January 5, 2005

Understanding NetBSD 2.0's new technology

Author: Federico Biancuzzi

NetBSD is widely known as the most portable operating system in the world. It currently supports 52 system architectures, all from a single source tree, and is always being ported to more. NetBSD 2.0 continues the long tradition with major improvements in file system and memory management performance, significant security enhancements, and support for many new platforms and peripherals. To celebrate the release, we've asked several well-known NetBSD developers to comment on some of NetBSD 2.0's new features.

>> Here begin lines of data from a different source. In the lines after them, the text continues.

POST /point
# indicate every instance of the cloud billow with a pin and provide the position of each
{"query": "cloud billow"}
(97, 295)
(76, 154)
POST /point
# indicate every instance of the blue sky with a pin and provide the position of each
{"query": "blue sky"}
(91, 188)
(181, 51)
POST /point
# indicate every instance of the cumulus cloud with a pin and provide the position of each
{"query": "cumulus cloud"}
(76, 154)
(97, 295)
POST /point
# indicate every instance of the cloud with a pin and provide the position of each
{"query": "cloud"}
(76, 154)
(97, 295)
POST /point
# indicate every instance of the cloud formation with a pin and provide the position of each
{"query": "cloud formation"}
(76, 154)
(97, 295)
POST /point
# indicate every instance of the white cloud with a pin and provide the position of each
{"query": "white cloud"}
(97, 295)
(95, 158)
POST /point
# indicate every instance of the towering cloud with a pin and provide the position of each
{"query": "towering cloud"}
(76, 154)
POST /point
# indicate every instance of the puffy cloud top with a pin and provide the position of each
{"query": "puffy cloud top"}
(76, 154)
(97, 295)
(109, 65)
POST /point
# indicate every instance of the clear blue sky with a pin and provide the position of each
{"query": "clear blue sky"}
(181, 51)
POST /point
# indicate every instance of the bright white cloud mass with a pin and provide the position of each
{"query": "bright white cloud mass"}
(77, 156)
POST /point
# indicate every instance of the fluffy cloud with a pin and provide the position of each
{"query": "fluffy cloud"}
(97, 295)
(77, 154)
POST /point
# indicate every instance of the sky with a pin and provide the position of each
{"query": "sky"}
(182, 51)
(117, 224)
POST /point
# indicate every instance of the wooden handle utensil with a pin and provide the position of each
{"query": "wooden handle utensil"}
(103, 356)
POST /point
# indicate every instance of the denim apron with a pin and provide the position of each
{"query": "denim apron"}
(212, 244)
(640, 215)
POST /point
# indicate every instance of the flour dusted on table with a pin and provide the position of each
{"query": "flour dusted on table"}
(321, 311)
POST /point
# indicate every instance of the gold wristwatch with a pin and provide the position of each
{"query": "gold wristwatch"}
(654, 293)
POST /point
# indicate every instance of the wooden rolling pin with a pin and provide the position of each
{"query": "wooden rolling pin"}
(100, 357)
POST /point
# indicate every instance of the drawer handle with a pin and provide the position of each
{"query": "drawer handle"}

A complete list of the changes and new features in NetBSD 2.0 can be found in the "changes" guide, but here are the highlights:

  • Native thread support has been added, based on scheduler activations. Applications which support native threads can now take full advantage of the high-performance NetBSD POSIX threads implementation.
  • Kernel events notification framework: kqueue provides a stateful and efficient event notification framework. Currently supported events include socket, file, directory, fifo, pipe, tty and device changes, and monitoring of processes and signals. kqueue is supported by all writable file systems in the NetBSD tree (with the exception of Coda) and all device drivers supporting poll().
  • Improvements have been made to NetBSD's Linux emulation to support the latest Sun JDK/JRE for Linux. Testing has shown that it now runs as well as it does on Linux natively.
  • NetBSD 2.0 enforces non-executable mappings on many platforms. This means that the process stack and heap mappings are non-executable by default, making exploitation of potential buffer overflows harder. NetBSD 2.0 supports PROT_EXEC permission via mmap() for all platforms where the hardware differentiates execute access from data access, though not necessarily with single-page granularity. When the hardware has a larger granularity, the rule is that if any page in the larger unit is executable, then the entire larger unit is executable, otherwise the entire larger unit is not executable.
  • The i386 port now supports SMP and has a new ACPI and power management framework which takes advantage of Intel's ACPI implementation.
  • FreeBSD's UFS2 has been ported to NetBSD. UFS2 is an extension to FFS, adding 64 bit block pointers and support for extended file storage. Among other enhancements, UFS2 allows for file systems larger than 1Terabyte.
  • The systrace framework has been added to the system. systrace monitors and controls an application's access to the system by enforcing access policies for system calls. The systrace utility might be used to trace an untrusted application's access to the system. In addition, it can be used to protect the system from software bugs (such as buffer overflows) by constraining a daemon's access to the system. The privilege elevation feature of systrace can be used to obviate the need to run large, untrusted programs as root when only one or two system calls require the elevated privilege.
  • Verified Exec support has been added in this release. Verified Exec verifies a cryptographic hash before allowing execution of binaries and scripts. This can be used to prevent a system from running binaries or scripts which have been illegally modified or installed. In addition, Verified Exec can also be used to limit the use of script interpreters to authorized scripts only and disallow interactive use.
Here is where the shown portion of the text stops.